Outdated. Audiences want motion, emotion, density, and editing. No value in showing your face.
Five-minute product walkthroughs.
It'll be two tiers. The top of the funnel makreitng tier will be done by fun heavily edited video with little UI display, which is later directed to interactive, AI-guided interactive onboarding demo.
SEO-driven long-form corporate blogs.
Outranked by LLMs trained on their content. There's no place for non-edge professional content. The information density is just too low.
Casual selfies.
Replaced by cinematic self-portraits and AR-attached storytelling on top of the real life.
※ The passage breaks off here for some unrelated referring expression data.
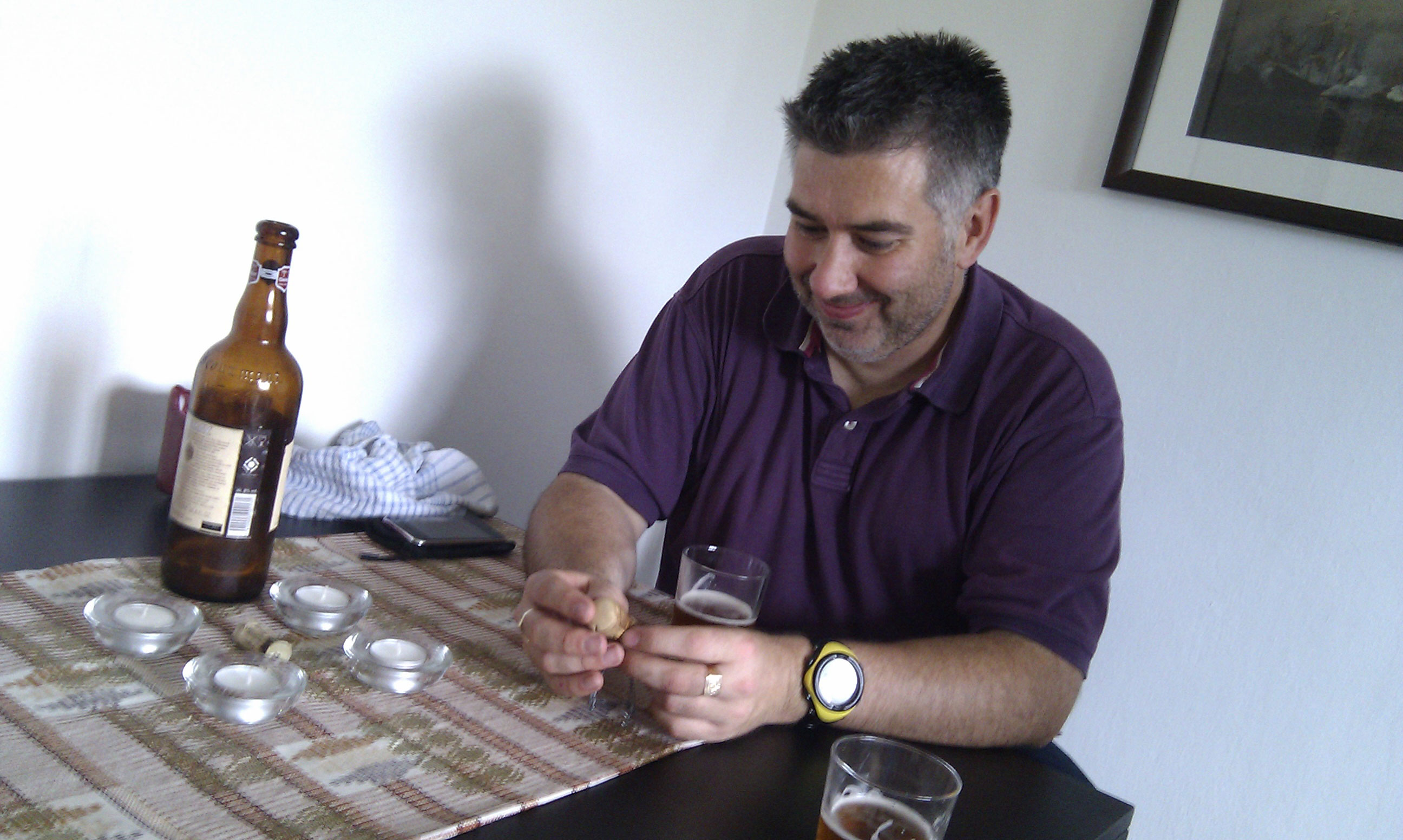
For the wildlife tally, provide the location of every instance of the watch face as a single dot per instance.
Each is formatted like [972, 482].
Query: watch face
[838, 682]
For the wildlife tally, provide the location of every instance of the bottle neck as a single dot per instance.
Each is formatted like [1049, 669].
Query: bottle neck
[263, 310]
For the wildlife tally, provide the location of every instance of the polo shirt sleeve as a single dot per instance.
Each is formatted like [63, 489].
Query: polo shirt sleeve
[1047, 537]
[640, 441]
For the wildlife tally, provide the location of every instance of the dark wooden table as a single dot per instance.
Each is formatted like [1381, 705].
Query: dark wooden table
[764, 786]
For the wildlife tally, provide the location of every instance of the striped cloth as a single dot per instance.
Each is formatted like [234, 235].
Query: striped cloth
[366, 473]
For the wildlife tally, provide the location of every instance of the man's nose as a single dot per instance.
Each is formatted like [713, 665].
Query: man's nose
[835, 271]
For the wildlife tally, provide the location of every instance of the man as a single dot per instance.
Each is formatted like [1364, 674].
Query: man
[929, 461]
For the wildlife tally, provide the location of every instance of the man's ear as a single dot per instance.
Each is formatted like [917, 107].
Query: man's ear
[977, 229]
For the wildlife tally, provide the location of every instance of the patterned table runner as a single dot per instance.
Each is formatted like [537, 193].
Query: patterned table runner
[94, 744]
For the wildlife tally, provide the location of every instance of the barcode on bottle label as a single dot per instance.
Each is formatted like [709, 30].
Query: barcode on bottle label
[278, 277]
[242, 515]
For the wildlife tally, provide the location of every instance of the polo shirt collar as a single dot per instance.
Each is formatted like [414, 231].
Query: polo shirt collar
[961, 362]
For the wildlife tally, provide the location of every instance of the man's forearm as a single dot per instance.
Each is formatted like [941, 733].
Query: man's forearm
[584, 526]
[989, 689]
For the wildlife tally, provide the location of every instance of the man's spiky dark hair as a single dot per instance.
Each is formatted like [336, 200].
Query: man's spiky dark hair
[935, 91]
🧭 The Pattern Behind the Noise
Every ten years, format compresses and distribution expands.
1995 → text to image.
2005 → video democratized.
2015 → social optimized.
2025 → creation synthesized.
The next medium isn’t a new camera or app.
It’s the automation of performance—turning creative instincts into programmable assets.
We’re entering an era where anyone can run a studio—but only the few will design emotions at scale.